One of the things we had planned, was visiting the abandoned summer residence of Josip Tito. Actually, he had more, but this one, very close to the Plitvicka National Park was the one we had eye on: Villa Izvor.
Well, we had to first get out of Bosnia & Herzegovina. The border post outside Bihac is not too busy. At least the times I have been there. And the processing is fast. Just across the border on the Croatian side, you will find an abandoned military airbase with hangars carved in to the mountain. As I have been there a number if times before, we skipped it. But if you haven’t and are in to “dark tourism”, it is worth a visit.
It was completed in 1968 and built to withstand a direct hit from a 20 kiloton nuclear bomb. Returning to “normal” tourism, a visit at the Plitvicka National Park is a must if you haven’t been there before. It is close by. But in recent years, it have turned in to a tourist trap. Not sure where the Covid-19 leaves the place.
Back to the Villa Izvor: It had started construction in 1948 and was built by prisoners and was completed in 5 years. It was supposed to be used by Tito and high ranking Yugoslavian Army officials.

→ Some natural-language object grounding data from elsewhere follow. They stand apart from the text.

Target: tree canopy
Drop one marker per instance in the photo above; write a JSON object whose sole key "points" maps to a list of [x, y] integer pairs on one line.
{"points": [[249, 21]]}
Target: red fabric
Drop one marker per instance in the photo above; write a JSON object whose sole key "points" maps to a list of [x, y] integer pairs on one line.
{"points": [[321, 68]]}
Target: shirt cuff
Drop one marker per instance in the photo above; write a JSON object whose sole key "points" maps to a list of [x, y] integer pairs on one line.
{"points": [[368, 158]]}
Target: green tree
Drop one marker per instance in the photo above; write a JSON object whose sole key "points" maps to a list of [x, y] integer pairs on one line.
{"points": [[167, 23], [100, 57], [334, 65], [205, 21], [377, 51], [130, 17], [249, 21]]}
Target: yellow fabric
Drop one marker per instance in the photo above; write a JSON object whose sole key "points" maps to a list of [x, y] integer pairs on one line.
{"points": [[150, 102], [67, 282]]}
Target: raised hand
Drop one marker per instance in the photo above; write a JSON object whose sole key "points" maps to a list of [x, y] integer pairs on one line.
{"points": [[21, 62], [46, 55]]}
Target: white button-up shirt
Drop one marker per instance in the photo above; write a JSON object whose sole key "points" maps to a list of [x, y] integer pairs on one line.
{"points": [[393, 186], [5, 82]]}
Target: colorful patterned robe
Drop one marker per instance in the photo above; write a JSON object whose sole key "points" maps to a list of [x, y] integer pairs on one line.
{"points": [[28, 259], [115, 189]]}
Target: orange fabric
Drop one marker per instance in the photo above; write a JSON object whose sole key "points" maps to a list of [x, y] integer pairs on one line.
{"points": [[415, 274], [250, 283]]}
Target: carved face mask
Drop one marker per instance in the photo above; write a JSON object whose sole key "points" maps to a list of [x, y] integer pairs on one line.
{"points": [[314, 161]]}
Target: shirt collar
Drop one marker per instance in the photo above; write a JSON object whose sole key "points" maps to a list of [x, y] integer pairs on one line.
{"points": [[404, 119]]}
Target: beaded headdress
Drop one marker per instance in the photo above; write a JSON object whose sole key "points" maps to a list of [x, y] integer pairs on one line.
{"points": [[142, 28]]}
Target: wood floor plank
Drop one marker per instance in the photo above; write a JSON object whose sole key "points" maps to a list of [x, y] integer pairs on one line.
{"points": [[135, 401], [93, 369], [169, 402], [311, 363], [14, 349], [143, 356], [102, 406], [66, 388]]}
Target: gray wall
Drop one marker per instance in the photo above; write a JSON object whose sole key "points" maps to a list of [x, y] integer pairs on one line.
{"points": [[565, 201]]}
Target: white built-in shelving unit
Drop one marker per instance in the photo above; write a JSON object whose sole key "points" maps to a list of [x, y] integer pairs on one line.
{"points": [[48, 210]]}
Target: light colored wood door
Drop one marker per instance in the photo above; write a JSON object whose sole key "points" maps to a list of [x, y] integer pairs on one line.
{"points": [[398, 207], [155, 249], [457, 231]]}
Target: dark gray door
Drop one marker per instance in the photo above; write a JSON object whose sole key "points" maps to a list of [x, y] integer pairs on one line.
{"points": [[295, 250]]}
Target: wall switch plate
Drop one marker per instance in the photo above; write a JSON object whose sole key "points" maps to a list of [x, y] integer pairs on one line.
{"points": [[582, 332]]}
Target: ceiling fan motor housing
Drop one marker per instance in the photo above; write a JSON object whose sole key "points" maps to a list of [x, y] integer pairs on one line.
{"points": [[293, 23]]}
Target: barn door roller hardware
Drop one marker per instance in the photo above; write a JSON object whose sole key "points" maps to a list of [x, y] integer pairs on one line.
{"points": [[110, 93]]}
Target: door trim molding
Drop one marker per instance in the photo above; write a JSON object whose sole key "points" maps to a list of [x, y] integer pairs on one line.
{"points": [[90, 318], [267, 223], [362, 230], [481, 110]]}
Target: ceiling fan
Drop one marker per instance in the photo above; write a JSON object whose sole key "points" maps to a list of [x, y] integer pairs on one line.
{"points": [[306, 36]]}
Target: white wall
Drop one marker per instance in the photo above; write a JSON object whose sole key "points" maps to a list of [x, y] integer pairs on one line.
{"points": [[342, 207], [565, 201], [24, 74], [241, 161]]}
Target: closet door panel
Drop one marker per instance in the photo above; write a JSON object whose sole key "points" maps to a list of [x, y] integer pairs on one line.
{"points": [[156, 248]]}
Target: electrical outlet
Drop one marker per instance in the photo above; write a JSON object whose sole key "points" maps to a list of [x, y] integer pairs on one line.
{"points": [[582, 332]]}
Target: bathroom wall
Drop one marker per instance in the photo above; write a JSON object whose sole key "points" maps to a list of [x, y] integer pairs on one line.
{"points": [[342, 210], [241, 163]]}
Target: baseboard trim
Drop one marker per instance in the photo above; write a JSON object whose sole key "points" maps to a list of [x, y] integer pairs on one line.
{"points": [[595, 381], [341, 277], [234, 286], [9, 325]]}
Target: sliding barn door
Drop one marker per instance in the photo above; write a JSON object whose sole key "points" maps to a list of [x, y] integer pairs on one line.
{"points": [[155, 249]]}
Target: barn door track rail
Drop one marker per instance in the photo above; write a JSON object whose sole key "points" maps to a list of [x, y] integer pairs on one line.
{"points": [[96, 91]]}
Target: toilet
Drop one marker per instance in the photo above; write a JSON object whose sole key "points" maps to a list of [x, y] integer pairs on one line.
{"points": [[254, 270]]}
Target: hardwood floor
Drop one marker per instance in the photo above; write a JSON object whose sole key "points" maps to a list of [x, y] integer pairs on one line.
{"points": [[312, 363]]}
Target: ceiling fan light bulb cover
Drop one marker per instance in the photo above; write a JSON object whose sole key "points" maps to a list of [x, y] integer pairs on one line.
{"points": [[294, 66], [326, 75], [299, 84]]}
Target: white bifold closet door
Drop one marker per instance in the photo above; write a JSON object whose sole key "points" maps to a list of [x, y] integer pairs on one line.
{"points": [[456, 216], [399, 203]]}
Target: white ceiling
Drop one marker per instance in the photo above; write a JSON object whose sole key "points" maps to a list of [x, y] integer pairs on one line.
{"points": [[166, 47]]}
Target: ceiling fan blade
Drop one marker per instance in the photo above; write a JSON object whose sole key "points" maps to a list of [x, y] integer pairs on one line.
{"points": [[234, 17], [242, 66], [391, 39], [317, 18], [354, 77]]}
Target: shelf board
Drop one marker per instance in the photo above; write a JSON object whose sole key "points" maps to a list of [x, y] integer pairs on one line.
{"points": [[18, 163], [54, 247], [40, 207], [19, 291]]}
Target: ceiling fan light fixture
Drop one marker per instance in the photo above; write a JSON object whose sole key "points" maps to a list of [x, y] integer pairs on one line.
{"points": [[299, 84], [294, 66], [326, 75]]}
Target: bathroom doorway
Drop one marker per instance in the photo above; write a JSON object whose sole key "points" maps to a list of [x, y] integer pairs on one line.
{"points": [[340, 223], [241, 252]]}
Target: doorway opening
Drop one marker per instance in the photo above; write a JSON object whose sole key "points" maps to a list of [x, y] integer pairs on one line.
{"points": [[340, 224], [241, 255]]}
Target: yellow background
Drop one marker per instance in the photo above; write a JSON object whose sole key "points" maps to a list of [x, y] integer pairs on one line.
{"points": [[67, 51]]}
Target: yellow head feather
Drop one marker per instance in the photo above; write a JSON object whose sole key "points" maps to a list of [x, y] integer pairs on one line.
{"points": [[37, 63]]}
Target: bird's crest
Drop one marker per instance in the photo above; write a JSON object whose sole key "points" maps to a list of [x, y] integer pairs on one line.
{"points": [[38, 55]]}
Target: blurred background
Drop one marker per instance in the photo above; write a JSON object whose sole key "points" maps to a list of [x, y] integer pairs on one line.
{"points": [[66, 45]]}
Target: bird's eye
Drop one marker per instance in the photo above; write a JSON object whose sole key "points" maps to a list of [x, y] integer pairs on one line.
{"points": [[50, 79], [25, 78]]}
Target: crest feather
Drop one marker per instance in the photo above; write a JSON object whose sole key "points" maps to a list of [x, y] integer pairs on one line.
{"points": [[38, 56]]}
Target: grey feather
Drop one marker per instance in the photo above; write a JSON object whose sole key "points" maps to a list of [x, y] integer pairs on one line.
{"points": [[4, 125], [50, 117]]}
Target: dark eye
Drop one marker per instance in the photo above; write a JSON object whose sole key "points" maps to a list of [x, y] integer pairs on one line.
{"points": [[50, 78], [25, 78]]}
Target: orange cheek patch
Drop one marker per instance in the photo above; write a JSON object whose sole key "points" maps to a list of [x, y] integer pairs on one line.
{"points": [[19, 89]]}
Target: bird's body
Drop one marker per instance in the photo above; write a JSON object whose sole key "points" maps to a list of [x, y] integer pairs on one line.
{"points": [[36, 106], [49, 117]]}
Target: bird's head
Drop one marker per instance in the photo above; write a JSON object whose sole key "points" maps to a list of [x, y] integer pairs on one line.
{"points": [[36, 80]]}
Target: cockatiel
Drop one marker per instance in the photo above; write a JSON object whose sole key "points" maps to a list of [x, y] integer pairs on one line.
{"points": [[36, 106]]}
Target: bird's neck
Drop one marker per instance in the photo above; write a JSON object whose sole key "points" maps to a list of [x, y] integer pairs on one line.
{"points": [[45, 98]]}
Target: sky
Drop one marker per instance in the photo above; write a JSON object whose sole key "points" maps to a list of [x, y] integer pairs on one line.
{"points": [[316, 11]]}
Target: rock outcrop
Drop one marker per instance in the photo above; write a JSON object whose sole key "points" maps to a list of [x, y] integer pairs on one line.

Getting there, is by a narrow paved road through forest. Quite nice, actually. The entire area is nice, and one can easily imagine why the villa was placed here. Today, it is mostly collapsed and overgrown, and everything of value is gone.
It is located in the Plivticka National Park and is generally a very nice outdoor area with lots of trails and outdoor activities.
After spending a little time walking around in the ruins, hoping to not getting hit by falling debris, we continued north towards Slovenia. Today would be the last day of riding before meeting the guys in Italy.
Along the route, pain in my knee increased to the point where it took the fun of riding away. I had been riding the last two weeks with bare skin against the knee pads on my Klim pants, only separated by a mesh fabric. The constant grinding against the fabric had resulted in the skin coming ever so slightly off, but enough to get an infection. So I found a pharmacy and got some creme, pain killers, and bandage that hopefully would help.
While it did help a bit, I eventually, after a few days, decided to take out the knee padding out to give room. It had come to the point where it wasn’t the grinding only, the slight pressure itself was painful.
Riding in to Slovenia was quite a treat. We crossed the border at a very small crossing (by Brod na Kupi), then rode along the border with Croatia on the Slovenian side along river Kolpa.
It did not take long before the road next to the river turned in to a great mountain road, then in to a great gravel forest slash mountain road. What an awesome ride.
We ended up at a hotel, or B&B, that hadn’t completed their renovation, and at first appeared as a place we didn’t want to stay at. But after calling the hostess, who happened to run the restaurant and bar just 100 metres down the street, we were convinced to stay.
The rooms that were complete, were very nice, new, and comfortable. And equally important, the hotel slash B&B was in the country side not close to any busy roads. It was dead quiet throughout all night. Being woken up by a crowing rooster wasn’t so bad after all.
The host and hostess, who ran the town restaurant was really treating us with everything home made, bread, sausage, cheese, and for breakfast, juice, honey, marmalade, the works. And all 100% home made. That was nice, and really tasty. No frozen pizza here, that is 100% sure!